Hidden Markov Models and Named Entity Recognition

Natural Language Processing

Primer for Encyclopedic Knowledge

Hidden Markov Models are used for probabilistic sequence classification. This model can tell us about the state sequence probabilities. In essence, the transition likelihoods between states over time, which include the likelihood of a state persisting over time (indicated by an self-referential arrow).

HMMs help to map observations to explanations of these observations, known as hidden causes/states/classes. We consider the observations to be probabilistically dependent on the hidden, unobservable component (states/classes/causes).

The figure below depicts the Conditional Probability Distribution of the next state s' given the current state s, known as the transition model P(s'|s)

Figure from "Speech and Language Processing" by D. Jurafsky 2023.

Motivating Example: Named Entity Recognition

Named Entity Recognition (NER) is a natural language processing task that aims to identify the entities (individuals, institutions, ideas, etc.) in a given chunk of text.

The challenges are to detect the names, and then to classify them properly (e.g. detecting "Bank of America" as an entity, and then classifying it as an institutional bank, not referring to the country within the name).

Some background topics:

We love NLP!

Noun, Verb, Pronoun

Using Part of Speech Tagging (POS) is sequentially labelling the words by their part of speech. If we collect enough data on the underlying part-of-speech sequences, we can get a good idea for the patterns behind sentences.

How are Hidden Markov Models used in named entity recognition?

Sequence Modeling: We don't know the (hidden) parts-of-speech for the sequence of words, a.k.a. our sentence, but we can see the words (observations). The named entity tag (eg. Person, Organization, etc.) is, like the part of speech, considered the hidden state. The sequence of words in a sentence forms the sequence of observations, and the corresponding sequence of named entity tags forms the hidden state sequences.

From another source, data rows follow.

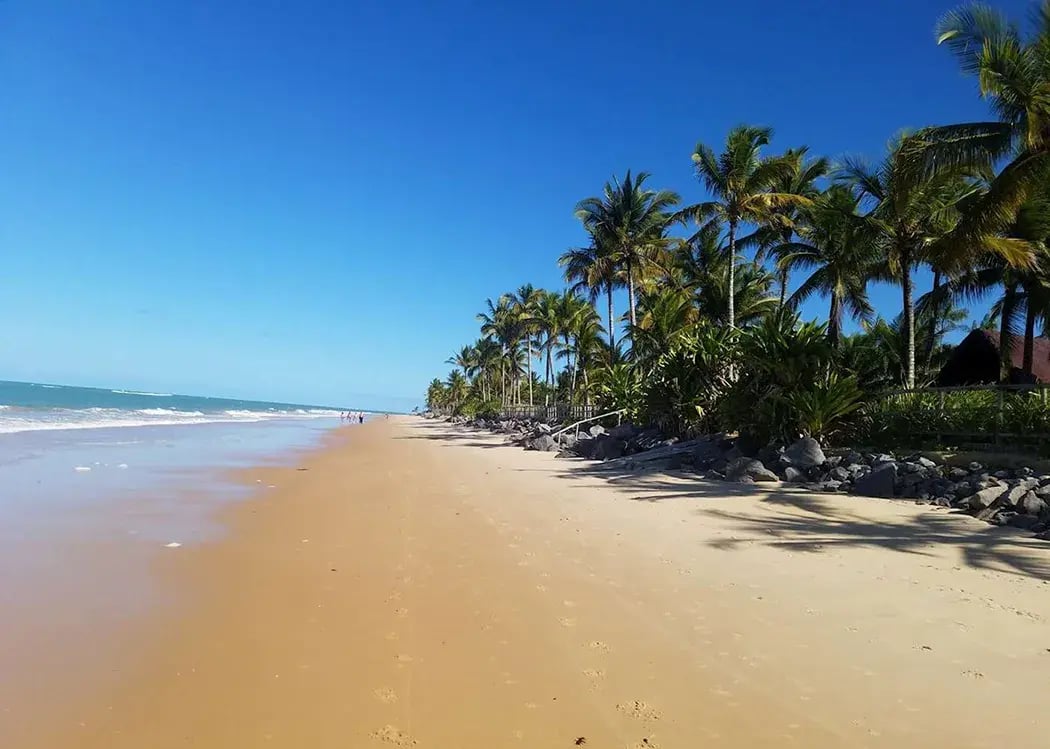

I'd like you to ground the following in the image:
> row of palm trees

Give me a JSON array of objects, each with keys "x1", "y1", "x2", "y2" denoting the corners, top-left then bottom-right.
[{"x1": 432, "y1": 0, "x2": 1050, "y2": 413}]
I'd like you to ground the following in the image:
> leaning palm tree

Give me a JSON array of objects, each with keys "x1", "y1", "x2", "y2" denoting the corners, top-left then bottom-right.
[
  {"x1": 773, "y1": 185, "x2": 878, "y2": 347},
  {"x1": 576, "y1": 171, "x2": 678, "y2": 334},
  {"x1": 558, "y1": 227, "x2": 622, "y2": 348},
  {"x1": 755, "y1": 146, "x2": 831, "y2": 308},
  {"x1": 911, "y1": 0, "x2": 1050, "y2": 253},
  {"x1": 510, "y1": 284, "x2": 543, "y2": 405},
  {"x1": 675, "y1": 125, "x2": 811, "y2": 328},
  {"x1": 838, "y1": 136, "x2": 1031, "y2": 388}
]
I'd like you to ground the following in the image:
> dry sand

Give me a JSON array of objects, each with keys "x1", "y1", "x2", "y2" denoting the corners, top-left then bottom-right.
[{"x1": 14, "y1": 418, "x2": 1050, "y2": 749}]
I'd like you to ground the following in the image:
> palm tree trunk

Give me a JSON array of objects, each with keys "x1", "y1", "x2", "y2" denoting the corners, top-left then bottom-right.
[
  {"x1": 1021, "y1": 300, "x2": 1038, "y2": 375},
  {"x1": 627, "y1": 259, "x2": 637, "y2": 331},
  {"x1": 925, "y1": 268, "x2": 941, "y2": 373},
  {"x1": 527, "y1": 335, "x2": 532, "y2": 409},
  {"x1": 901, "y1": 248, "x2": 916, "y2": 389},
  {"x1": 729, "y1": 220, "x2": 736, "y2": 330},
  {"x1": 827, "y1": 293, "x2": 842, "y2": 349},
  {"x1": 999, "y1": 284, "x2": 1017, "y2": 382}
]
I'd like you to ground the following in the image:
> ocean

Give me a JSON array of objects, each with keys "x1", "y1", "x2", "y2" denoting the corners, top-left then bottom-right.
[{"x1": 0, "y1": 380, "x2": 350, "y2": 434}]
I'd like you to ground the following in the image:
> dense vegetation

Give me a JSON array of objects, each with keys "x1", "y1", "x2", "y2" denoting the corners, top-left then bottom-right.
[{"x1": 427, "y1": 0, "x2": 1050, "y2": 443}]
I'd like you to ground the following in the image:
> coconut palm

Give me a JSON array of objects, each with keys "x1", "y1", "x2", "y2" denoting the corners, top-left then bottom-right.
[
  {"x1": 755, "y1": 146, "x2": 831, "y2": 308},
  {"x1": 510, "y1": 284, "x2": 543, "y2": 405},
  {"x1": 576, "y1": 170, "x2": 679, "y2": 334},
  {"x1": 676, "y1": 125, "x2": 810, "y2": 328},
  {"x1": 910, "y1": 0, "x2": 1050, "y2": 254},
  {"x1": 773, "y1": 185, "x2": 877, "y2": 347},
  {"x1": 558, "y1": 232, "x2": 622, "y2": 348}
]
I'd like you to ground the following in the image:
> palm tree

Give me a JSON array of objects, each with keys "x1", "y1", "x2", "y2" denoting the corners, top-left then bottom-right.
[
  {"x1": 910, "y1": 0, "x2": 1050, "y2": 247},
  {"x1": 558, "y1": 232, "x2": 621, "y2": 348},
  {"x1": 755, "y1": 146, "x2": 831, "y2": 308},
  {"x1": 773, "y1": 185, "x2": 877, "y2": 347},
  {"x1": 676, "y1": 125, "x2": 810, "y2": 328},
  {"x1": 576, "y1": 171, "x2": 679, "y2": 328},
  {"x1": 510, "y1": 284, "x2": 543, "y2": 407}
]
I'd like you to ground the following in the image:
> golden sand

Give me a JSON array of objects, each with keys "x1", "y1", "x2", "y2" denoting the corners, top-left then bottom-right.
[{"x1": 12, "y1": 418, "x2": 1050, "y2": 749}]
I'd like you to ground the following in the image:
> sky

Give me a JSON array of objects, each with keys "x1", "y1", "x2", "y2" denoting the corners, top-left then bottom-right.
[{"x1": 0, "y1": 0, "x2": 1029, "y2": 409}]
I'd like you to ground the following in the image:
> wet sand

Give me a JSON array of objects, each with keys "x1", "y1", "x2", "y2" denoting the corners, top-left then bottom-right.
[{"x1": 12, "y1": 418, "x2": 1050, "y2": 749}]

Training the Model: Through a well-labeled corpus of text, we train the model with a labeled dataset to get it familiar with some of the sequential patterns:

Transition Probabilities: the likelihood of change between states: probability of going from a 'person' tag to a 'organization' tag. This is learned initially from memory of the training labels.
Emission Probabilities: The probability of a particular word being observed given a particular entity tag as evidence.
Initial Probabilities: Represents the likelihood of seeing a particular tag at the start of a sequence.

Decoding with Viterbi

Decoding: Once trained, the HMM can be used to predict the most likely sequence of hidden states (entity tags) for a new sequence of observations (words in a sentence). This is typically done using algorithms like the Viterbi algorithm, which efficiently finds the most likely sequence of hidden states based on the observed data and the model’s parameters.

Objective: The Viterbi algorithm finds the most probable sequence of hidden states given a sequence of observations. In NER, this translates to identifying the most likely sequence of tags after observing a sentence.
Process:

Iteration: For each subsequent word (observation) in the sentence, calculate the probability of each state (tag) by considering:

The probability of transitioning from each of the previous states to the current state.
The emission probability of the current observation (word) given the current state.
Multiply these probabilities and select the maximum probability for each state.

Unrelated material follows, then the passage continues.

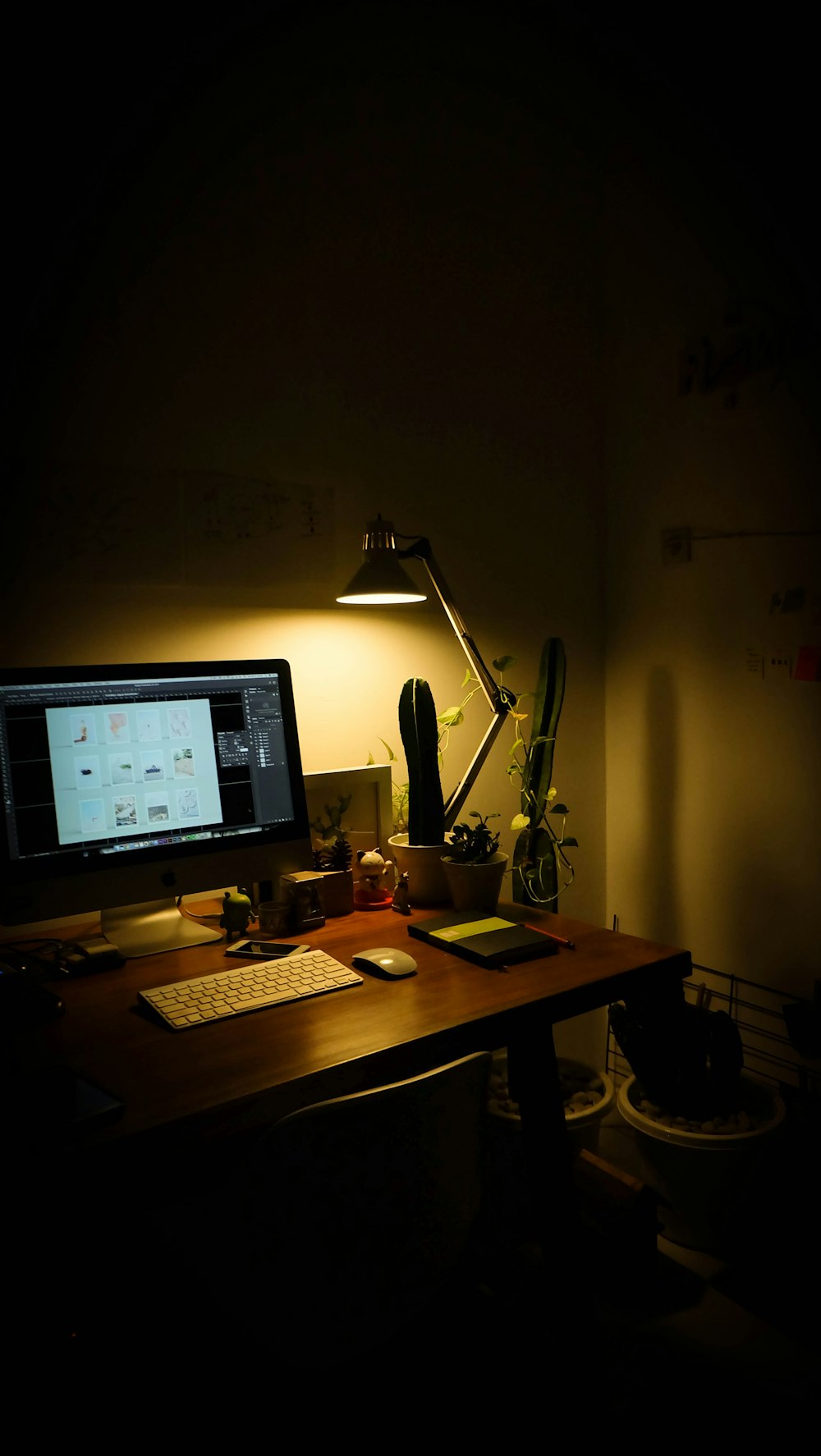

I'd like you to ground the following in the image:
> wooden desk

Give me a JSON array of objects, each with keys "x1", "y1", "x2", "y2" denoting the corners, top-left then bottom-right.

Path Tracking: Keep track of the path of states that led to these maximum probabilities.
Termination: After processing all observations, the path with the highest probability is chosen as the most likely sequence of states (tags).

The Viterbi algorithm effectively navigates through the exponential number of possible state sequences to efficiently find the most probable sequence.

Understanding Hidden Markov Models (HMMs)

Hidden Markov Models are a staple in probabilistic sequence classification, particularly used in the context of Natural Language Processing (NLP) for tasks like Named Entity Recognition (NER). They serve as a powerful tool for modeling the probability distributions of sequences, providing a framework for understanding the sequential data by relating observable events to hidden states.

Application in Named Entity Recognition

NER is an NLP task where HMMs are utilized to identify and classify named entities—like people, organizations, or locations—in text. The complexity of language makes NER a challenging problem. HMMs address this by allowing us to statistically model sequences of words and the corresponding entities they represent, even when these entities are not explicitly mentioned.

The Viterbi Algorithm: Decoding the Hidden States

The Viterbi Algorithm is a dynamic programming approach to decode the sequence of hidden states in an HMM. This algorithm calculates the most likely sequence of hidden states given a sequence of observed events. It does so efficiently by recursively determining the maximum probability of any sequence that ends at each state, using the transition probabilities between states and the probabilities of observations given states.

As an integral part of the HMM framework, the Viterbi Algorithm's ability to find the most probable path through the state space is crucial for applications like speech recognition, handwriting recognition, and of course, NER.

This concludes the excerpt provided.